A sequence of sonnets composed by a soldier in enemy captivity during the First World War, recording frontline violence, the suddenness of bombardment, marches and captures, the strain of waiting and the loss of comrades, and the solace found in memory and poetic labour. Many poems juxtapose immediate scenes—exploding shrapnel, crowded billets, marches, and internment camps—with reveries of homeland landscapes and classical or moral reflections. Sections move between field incidents, the nadir of imprisonment, thoughts of home and influences, and short epigrams or maxims, showing how verse acted as a mental bulwark against despair while exploring themes of fate, endurance, and the persistence of inner freedom.

V

There is a garden where the whispering breeze
Perchance has wooed the lilacs in the spring,
Where still perchance at dawn a few birds sing,
And love goes nesting in the willow-trees.

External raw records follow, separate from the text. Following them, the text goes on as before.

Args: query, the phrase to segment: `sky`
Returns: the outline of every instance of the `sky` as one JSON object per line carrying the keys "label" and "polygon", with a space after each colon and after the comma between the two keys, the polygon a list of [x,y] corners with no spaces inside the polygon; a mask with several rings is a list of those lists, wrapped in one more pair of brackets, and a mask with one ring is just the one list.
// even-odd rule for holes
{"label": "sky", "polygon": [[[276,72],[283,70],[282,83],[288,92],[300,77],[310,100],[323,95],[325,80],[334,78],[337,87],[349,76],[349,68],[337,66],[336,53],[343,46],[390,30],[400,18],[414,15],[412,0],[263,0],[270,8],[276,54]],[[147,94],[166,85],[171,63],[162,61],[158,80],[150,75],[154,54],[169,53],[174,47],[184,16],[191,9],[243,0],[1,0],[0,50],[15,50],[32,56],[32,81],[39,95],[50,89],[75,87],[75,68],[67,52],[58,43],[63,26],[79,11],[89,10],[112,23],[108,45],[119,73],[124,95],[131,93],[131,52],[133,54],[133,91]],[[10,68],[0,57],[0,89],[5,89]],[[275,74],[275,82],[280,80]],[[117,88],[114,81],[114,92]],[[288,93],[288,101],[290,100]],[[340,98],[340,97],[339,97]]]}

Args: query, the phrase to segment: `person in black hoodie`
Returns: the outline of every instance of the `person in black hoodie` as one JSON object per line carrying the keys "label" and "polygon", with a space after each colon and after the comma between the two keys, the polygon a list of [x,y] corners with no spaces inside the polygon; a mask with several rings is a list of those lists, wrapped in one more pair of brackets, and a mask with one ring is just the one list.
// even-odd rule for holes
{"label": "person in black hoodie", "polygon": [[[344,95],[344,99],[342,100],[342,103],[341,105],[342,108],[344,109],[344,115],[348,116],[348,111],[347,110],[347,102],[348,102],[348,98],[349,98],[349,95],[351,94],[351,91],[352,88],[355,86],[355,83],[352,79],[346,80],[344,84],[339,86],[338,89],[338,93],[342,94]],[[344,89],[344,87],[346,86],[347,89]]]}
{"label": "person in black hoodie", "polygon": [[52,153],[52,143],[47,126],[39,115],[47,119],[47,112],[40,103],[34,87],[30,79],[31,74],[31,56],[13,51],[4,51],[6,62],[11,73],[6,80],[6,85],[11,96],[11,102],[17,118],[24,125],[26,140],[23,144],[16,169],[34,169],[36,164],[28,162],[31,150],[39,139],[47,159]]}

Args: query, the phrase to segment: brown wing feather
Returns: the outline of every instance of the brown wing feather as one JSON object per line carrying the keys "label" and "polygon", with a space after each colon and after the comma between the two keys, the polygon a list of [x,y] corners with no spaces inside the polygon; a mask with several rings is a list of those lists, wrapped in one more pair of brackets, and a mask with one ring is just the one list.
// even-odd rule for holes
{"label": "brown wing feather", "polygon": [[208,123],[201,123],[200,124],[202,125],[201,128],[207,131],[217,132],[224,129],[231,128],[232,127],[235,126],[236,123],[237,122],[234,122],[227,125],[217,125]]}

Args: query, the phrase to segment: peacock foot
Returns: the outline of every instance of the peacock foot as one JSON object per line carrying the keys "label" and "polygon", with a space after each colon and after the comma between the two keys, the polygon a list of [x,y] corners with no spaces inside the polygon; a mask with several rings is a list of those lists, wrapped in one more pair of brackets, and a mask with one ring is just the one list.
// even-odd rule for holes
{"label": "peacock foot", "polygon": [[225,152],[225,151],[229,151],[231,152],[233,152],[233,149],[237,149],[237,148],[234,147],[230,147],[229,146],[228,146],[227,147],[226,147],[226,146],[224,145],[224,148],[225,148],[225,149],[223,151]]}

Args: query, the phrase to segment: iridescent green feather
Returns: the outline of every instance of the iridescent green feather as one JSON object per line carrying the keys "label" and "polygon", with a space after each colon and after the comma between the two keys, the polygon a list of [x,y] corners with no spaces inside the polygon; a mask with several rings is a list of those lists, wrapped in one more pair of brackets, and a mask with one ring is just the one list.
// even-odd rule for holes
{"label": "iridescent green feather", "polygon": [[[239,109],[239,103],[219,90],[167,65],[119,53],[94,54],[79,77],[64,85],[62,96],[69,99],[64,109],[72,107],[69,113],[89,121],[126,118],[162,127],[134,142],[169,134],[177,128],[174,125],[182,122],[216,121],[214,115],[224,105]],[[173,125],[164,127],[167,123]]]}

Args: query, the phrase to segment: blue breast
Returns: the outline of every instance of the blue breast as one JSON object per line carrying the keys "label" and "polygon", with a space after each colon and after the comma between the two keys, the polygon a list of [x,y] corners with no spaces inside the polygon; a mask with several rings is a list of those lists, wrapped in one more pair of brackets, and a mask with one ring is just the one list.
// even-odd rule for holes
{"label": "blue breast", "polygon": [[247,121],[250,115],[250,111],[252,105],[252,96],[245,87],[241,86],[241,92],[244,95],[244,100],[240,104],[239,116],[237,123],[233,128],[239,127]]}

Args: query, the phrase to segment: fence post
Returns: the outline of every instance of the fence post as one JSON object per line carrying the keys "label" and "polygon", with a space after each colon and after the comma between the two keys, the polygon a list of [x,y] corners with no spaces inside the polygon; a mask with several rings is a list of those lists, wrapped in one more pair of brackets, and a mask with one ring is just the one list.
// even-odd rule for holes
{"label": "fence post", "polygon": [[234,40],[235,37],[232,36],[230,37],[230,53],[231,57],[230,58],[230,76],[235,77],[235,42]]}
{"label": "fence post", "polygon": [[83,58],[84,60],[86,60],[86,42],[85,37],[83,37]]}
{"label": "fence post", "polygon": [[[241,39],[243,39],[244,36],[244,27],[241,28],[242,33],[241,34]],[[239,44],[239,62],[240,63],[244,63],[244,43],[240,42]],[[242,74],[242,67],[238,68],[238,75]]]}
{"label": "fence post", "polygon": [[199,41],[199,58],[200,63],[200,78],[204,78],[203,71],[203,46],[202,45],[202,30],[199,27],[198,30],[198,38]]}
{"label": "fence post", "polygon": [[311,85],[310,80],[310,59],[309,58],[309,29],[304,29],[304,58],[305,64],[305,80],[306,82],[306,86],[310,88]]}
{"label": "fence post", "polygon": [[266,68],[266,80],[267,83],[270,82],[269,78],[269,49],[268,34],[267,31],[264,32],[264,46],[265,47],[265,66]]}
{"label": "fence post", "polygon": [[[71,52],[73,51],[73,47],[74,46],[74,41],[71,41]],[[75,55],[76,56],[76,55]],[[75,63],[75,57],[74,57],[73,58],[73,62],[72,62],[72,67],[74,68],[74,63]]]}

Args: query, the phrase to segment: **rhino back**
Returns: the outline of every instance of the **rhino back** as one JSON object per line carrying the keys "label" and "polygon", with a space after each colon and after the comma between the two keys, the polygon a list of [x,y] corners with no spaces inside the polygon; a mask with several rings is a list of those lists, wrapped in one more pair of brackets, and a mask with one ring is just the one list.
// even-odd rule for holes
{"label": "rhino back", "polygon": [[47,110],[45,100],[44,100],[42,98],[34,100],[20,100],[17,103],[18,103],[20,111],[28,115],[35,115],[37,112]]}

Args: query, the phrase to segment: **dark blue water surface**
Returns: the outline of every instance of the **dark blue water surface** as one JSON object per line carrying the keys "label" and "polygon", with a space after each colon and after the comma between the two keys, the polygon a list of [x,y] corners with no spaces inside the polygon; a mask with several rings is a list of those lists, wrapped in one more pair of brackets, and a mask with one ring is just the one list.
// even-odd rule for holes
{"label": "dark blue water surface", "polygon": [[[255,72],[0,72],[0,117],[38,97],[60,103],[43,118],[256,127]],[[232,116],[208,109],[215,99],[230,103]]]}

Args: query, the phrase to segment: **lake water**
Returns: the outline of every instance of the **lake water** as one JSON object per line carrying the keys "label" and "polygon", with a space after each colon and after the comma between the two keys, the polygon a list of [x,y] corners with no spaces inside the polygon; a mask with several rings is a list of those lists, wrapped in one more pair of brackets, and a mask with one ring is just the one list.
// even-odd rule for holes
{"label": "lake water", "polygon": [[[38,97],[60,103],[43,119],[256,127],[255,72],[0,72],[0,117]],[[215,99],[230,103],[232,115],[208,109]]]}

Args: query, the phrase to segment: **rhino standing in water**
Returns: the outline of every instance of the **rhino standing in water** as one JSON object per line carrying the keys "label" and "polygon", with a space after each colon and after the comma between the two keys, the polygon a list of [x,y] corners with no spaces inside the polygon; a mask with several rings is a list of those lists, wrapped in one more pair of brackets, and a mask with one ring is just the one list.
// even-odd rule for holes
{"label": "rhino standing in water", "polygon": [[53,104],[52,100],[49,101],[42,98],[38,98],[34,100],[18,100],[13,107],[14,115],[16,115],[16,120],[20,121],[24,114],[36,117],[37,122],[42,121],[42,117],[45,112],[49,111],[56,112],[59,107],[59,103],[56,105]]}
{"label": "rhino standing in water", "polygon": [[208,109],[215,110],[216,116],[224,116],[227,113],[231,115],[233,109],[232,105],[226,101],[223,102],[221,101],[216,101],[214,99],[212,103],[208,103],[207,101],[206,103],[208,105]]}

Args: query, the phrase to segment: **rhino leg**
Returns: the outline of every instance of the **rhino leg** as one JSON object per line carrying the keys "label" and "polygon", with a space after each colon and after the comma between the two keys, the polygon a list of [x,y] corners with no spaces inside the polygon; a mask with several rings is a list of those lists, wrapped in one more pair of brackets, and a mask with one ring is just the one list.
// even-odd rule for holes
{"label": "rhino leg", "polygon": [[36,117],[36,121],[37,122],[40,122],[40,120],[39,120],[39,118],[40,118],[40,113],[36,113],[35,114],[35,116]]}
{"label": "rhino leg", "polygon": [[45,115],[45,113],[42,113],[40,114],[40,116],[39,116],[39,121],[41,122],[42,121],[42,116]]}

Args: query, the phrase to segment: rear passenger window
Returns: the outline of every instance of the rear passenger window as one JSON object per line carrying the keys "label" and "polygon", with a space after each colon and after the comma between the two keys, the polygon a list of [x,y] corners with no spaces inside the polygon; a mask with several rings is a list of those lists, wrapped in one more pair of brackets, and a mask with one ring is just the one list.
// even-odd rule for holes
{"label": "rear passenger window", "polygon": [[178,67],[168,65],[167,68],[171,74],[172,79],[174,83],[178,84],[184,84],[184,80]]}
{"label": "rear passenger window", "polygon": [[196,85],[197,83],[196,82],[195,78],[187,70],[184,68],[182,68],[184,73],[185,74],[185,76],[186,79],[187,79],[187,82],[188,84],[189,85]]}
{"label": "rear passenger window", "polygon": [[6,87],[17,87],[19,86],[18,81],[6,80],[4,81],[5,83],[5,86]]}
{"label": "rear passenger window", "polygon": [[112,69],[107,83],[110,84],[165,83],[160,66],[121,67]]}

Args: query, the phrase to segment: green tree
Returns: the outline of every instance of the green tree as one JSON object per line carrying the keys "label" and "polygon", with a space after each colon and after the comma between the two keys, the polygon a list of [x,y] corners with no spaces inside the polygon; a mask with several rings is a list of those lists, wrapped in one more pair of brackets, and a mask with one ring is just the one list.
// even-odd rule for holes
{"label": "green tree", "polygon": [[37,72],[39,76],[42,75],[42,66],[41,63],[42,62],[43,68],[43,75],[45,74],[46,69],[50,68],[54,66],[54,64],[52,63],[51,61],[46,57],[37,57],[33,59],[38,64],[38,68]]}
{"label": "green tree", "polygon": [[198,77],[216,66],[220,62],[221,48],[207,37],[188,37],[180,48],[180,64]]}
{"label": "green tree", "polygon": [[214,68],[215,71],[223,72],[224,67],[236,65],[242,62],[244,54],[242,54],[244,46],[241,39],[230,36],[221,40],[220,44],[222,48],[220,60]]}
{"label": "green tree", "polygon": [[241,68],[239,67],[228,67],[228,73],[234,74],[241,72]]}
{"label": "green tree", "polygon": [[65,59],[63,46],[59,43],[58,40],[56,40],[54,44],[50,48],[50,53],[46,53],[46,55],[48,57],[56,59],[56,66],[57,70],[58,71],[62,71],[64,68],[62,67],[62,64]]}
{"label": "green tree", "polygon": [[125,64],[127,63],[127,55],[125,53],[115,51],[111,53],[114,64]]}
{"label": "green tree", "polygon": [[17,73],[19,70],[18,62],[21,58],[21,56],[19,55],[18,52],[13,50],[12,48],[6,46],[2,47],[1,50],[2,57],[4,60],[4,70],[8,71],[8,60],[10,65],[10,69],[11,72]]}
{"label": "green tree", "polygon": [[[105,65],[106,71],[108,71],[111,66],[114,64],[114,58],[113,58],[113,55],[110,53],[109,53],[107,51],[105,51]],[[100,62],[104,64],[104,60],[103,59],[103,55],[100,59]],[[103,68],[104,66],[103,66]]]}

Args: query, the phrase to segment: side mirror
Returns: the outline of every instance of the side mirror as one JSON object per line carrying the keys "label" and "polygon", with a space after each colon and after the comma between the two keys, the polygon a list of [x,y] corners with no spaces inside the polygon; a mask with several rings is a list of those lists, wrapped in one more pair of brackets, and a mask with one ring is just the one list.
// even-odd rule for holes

But night’s ear now caught other sounds than these,
And darkness, bending, shrouded with his wing
What from an iceberg scalding tears might wring,
The glowing core of any furnace freeze.
Thick as the crimsoned leaves of autumn fall,
And crimsoned, too, and torn, and crushed as they
(’Twas the wet hand that told it) over all,
Moaning and writhing in their pain they lay;
And none to turn their faces to the wall,
And none to close their eyes, and none to pray.